Interesting thoughts, buzz. Stopping my swing is something we have all done. Looking at the bead/rib will certainly cause it, no question about that. However, there are other reasons people check their swing, too. One of the main other reasons is poor foot placement, or, said another way, how one faces the target. If you have a right to left crosser, for example, and you are facing too far right, your muscles will "wind up" (my poor terminology) and check the swing and cause your left shoulder to dip and pull your gun below the line of the bird at the same time. All this, including looking at the bead/rib, is poor technique that can be corrected.
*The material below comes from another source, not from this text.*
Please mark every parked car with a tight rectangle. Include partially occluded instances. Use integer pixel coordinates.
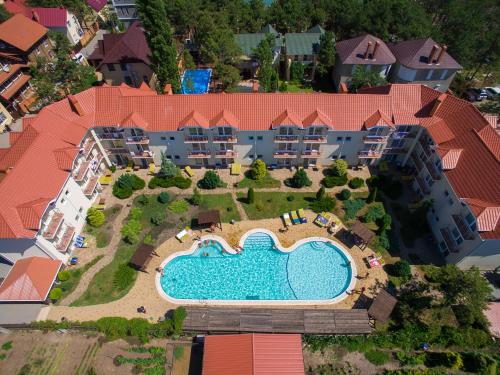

As to why I shoot worse with a swamped rib .......... you first have to accept that the eye sees the rib/barrels in your unfocused sight. You are not looking AT the bead/rib, but it is there in your field of vision. It has to be for your mind to be able to establish a lead between the muzzles and the bird. Even when shooting from the hip, which I play around with from time to time, the barrels are in your field of vision, allowing you to determine "where you are" in relation to the bird. Now, to get to the point, a raised flat rib, I believe, allows me to do that with greater consistency than a swamped rib. Maybe there is just a slightly more precise line there for the brain to perceive , I'm not entirely sure why, but I do believe strongly that on long birds and very fast crossers, for example, some degree of precision is necessary. That is why it is so much harder to kill 4 targets in a row crossing at 60 yards than it is at 25 ........... putting 7 ft. of lead on a bird four times in a row is much tougher to do than putting 2 ft. on that close crosser. Precision matters to a degree, even with a shotgun that is delivering a pattern as opposed to a single projectile. Ever missed a straight away clay bird, I mean a true straightaway that all you have to do is put the bead up his butt and kill him? Amazing that you can miss a bird like that at 20 yds. isn't it? We can talk about pattern size all day long, but the best shooters strive to center that bird in their pattern, kill it with the core, not the periphery. Precision matters.

That is why I believe I shoot the level, flat rib better than the swamped rib. Is it a matter of going from a 80% average down to a 40%? No. But I truly think my hit/miss ratio drops by at least 10% if I shoot a swamped rib gun. I have some, and I shoot them occasionally, when that 10% is not as important to me as enjoying the gun I'm using. But, when I go on a clays course, my objective is to shoot the best possible score I can, not try to convince myself I enjoyed missing birds I shouldn't have missed, just because I wanted to shoot a particular gun. Again, I could enjoy shooting a swamped rib gun immensely if it was all I had. But, it's not and, in my mind, I know there's better courses for me.

Glad you shoot the swamped ribs well, buzz. I hope we get to shoot together someday, either feathers or clays, or both!